I appreciate any help I can get here. Below are my results from the soil test this year. I assume I should use a balanced fertilizer throughout the year? Any suggestions?

Should I apply lime to get the PH up a bit or wait until fall?

I assume I can apply the 30lbs/M to the zoysia at one time?

It looks like my zinc is quite high. Could I have caused this? Anything to be concerned about?

Edit- the first pictures were blurry. Trying again. Still a bit blurry. Not sure how to fix it.

Top report is Bermuda



Bottom Zeon zoysia


----------



## Virginiagal (Apr 24, 2017)

Yes, balanced fertilizer will give you N, P, and K and you need them all. 30 lb of regular lime can be applied at once. Do it now. It takes a while to bring pH up. If you use a fast acting kind, follow the package directions on how much you can do at a time. Why are you asking for fairway recommendations? Your CEC is quite low, meaning your soil does not hold into nutrients well. You can do smaller applications more often, like 1/2 lb of a nutrient every two weeks instead of 1 lb every month. Slow release products could be used instead. Balanced fertilizer is not slow release.


----------



## Lawn Whisperer (Feb 15, 2021)

^+1

Are you mulching your grass clipping?

Since your CEC is low, IMO I wouldn't apply no more than 2lbs of K. And please there is no need to apply 8 lbs of nitrogen :roll:

I recommend changing your crop type by creating or looking into your account and change crop to "Bermuda Lawn"/"Zoysia Lawn" and then regenerate and repost report.


----------



## GoDawgs (Jun 18, 2020)

@Virginiagal and @lawnwhisperer thank you for the responses. I will get the lime down asap. I have no clue how or why I asked for fairway recommendations.

If I wanted to spray the fertilizer every 2 weeks do you know of a product(s) that would suit my needs?

I don't mulch my clippings. I always bag. I cut with a reel and try to keep it between 1/2"-7/8". Should I start returning the clippings sometimes? All the time?
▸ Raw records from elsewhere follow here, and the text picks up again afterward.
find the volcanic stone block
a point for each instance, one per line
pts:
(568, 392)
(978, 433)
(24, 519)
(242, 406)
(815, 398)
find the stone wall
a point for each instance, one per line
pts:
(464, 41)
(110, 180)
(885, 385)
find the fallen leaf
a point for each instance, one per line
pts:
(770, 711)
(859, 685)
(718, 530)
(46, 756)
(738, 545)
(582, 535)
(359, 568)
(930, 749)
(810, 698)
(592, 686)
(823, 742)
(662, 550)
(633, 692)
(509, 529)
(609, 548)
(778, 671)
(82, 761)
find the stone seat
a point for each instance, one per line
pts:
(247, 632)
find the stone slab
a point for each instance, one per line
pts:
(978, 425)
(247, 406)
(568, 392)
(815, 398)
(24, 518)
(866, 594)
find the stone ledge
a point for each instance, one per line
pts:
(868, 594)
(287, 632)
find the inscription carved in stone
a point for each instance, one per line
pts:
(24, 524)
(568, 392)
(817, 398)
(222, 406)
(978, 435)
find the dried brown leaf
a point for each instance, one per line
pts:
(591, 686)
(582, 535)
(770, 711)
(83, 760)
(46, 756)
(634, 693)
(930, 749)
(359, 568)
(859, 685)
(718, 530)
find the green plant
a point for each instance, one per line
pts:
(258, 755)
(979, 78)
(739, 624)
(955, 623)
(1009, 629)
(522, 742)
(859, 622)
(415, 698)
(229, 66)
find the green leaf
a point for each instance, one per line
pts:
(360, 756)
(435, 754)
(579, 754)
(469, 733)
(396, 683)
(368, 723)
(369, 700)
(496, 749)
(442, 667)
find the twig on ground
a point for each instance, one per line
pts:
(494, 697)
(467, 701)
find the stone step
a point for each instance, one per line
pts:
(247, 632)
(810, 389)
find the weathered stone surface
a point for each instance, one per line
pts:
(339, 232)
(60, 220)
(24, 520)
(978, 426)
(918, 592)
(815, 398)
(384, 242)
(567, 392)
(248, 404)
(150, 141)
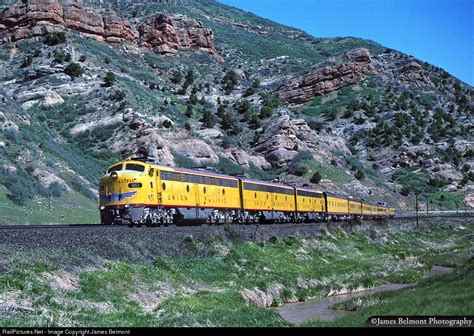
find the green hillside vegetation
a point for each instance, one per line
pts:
(205, 286)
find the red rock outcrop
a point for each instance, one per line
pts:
(414, 73)
(41, 17)
(170, 34)
(328, 79)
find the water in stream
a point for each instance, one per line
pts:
(319, 310)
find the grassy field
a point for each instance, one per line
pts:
(237, 284)
(67, 209)
(451, 294)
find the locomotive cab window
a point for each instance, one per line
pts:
(114, 168)
(135, 167)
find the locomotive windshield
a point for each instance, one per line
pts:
(115, 168)
(135, 167)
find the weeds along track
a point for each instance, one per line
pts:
(87, 246)
(406, 218)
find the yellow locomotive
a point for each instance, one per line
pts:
(139, 191)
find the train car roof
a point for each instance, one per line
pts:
(311, 190)
(203, 172)
(267, 183)
(337, 195)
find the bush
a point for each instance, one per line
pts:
(74, 70)
(109, 79)
(360, 175)
(120, 95)
(60, 57)
(208, 119)
(316, 178)
(405, 191)
(266, 112)
(297, 160)
(27, 61)
(176, 77)
(301, 170)
(55, 38)
(55, 189)
(315, 125)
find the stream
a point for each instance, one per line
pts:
(319, 310)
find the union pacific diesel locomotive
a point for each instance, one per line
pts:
(138, 191)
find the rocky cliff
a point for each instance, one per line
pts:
(198, 84)
(41, 17)
(327, 79)
(170, 34)
(164, 33)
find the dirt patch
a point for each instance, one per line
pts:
(61, 280)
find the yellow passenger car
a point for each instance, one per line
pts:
(267, 201)
(310, 204)
(337, 206)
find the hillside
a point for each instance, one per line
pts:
(198, 83)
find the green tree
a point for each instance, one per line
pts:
(189, 111)
(208, 119)
(109, 79)
(316, 178)
(74, 70)
(176, 77)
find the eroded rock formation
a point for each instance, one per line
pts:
(170, 34)
(328, 79)
(40, 17)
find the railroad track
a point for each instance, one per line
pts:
(92, 226)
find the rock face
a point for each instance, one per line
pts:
(37, 18)
(414, 73)
(169, 34)
(329, 78)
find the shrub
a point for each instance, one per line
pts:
(297, 160)
(360, 175)
(316, 178)
(176, 77)
(60, 57)
(74, 70)
(27, 61)
(405, 191)
(208, 119)
(55, 189)
(55, 38)
(315, 125)
(189, 111)
(120, 95)
(229, 82)
(266, 112)
(109, 79)
(301, 170)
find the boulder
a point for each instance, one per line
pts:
(46, 178)
(196, 150)
(52, 99)
(171, 33)
(328, 79)
(37, 18)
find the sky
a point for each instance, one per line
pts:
(440, 32)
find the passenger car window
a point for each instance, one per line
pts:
(135, 167)
(115, 168)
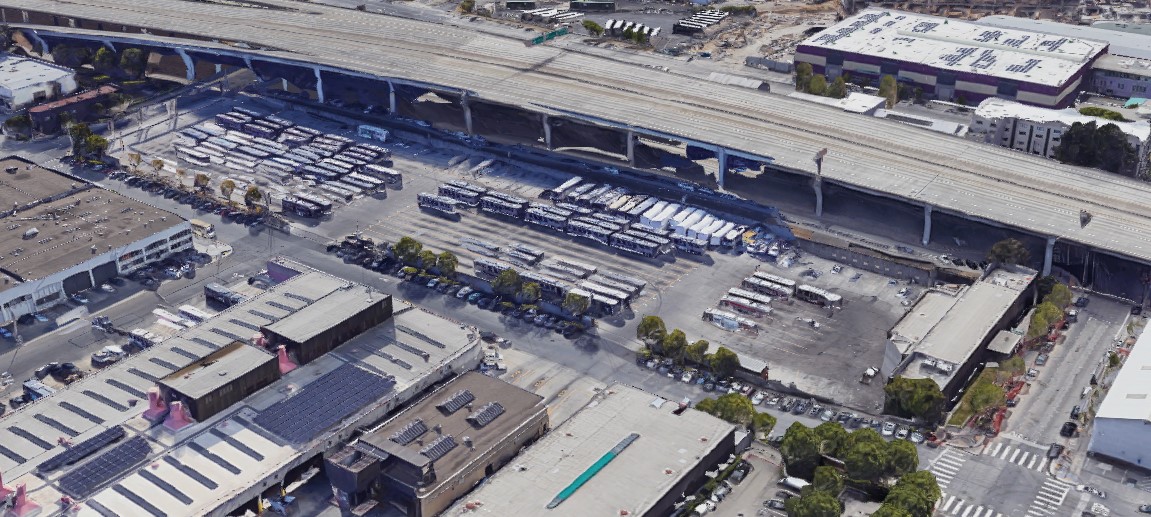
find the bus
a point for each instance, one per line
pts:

I am going to look into changing the crop and if I'm successful I will repost the report. Not very tech savvy.

I definitely don't plan to put down 8lbs of N. Not sure why they recommend so much.


----------



## Virginiagal (Apr 24, 2017)

Fairways get a lot of traffic so the golf managers need to push growth to repair damage. Home lawns don't get that much traffic. Hopefully you can get recommendations for a home lawn.

As for zinc, is your trowel or probe made of zinc? That could account for high zinc. I wouldn't worry about it,

I don't know of foliar balanced fertilizer but there might be something out there. My guess is that it would take many gallons of water and many refills of the sprayer. To spread the granular, you put it in the hopper and just walk the yard. Then turn on the sprinkler to water it in. Simple. I don't know what you'd save by spraying,

Leaving the clippings on the lawn can reduce the need for fertilizer by probably 1/4. I recommend leaving them and letting them feed the soil unless there is a particular reason to pick them up (like a fungus issue). I also highly recommend mulching your leaves in the fall, leaving the chopped up bits on the lawn. That's good organic matter.


----------



## GoDawgs (Jun 18, 2020)

makes sense that a fairway would need more than a home lawn. I will need to call them to see if I can change the crop type. I mailed it in and they mailed back the results. When I try to sign up for an account it won't allow me. Says my email does not match. Not sure.

I used a soil probe for the samples. I think it's made from stainless so I would not think that drove the zinc level up. I'll recheck next year and see if it's the same.

I like the thought of just spreading the fertilizer with a spreader. Easy and effective is what I prefer.

As far as returning the clippings I will start doing that. I just thought maybe I would be causing issues. If (when) I have fungus issues I will be sure to bag the clippings. Or if I let it get too tall I will catch them. Otherwise I will return them on my normal cuts. I have sanded 3 years in a row and plan to sand again this year to fine tune some areas that need it.

Thanks again for your replies. And thanks for your replies in the past to others. I have read many posts of yours and they are always very helpful.


----------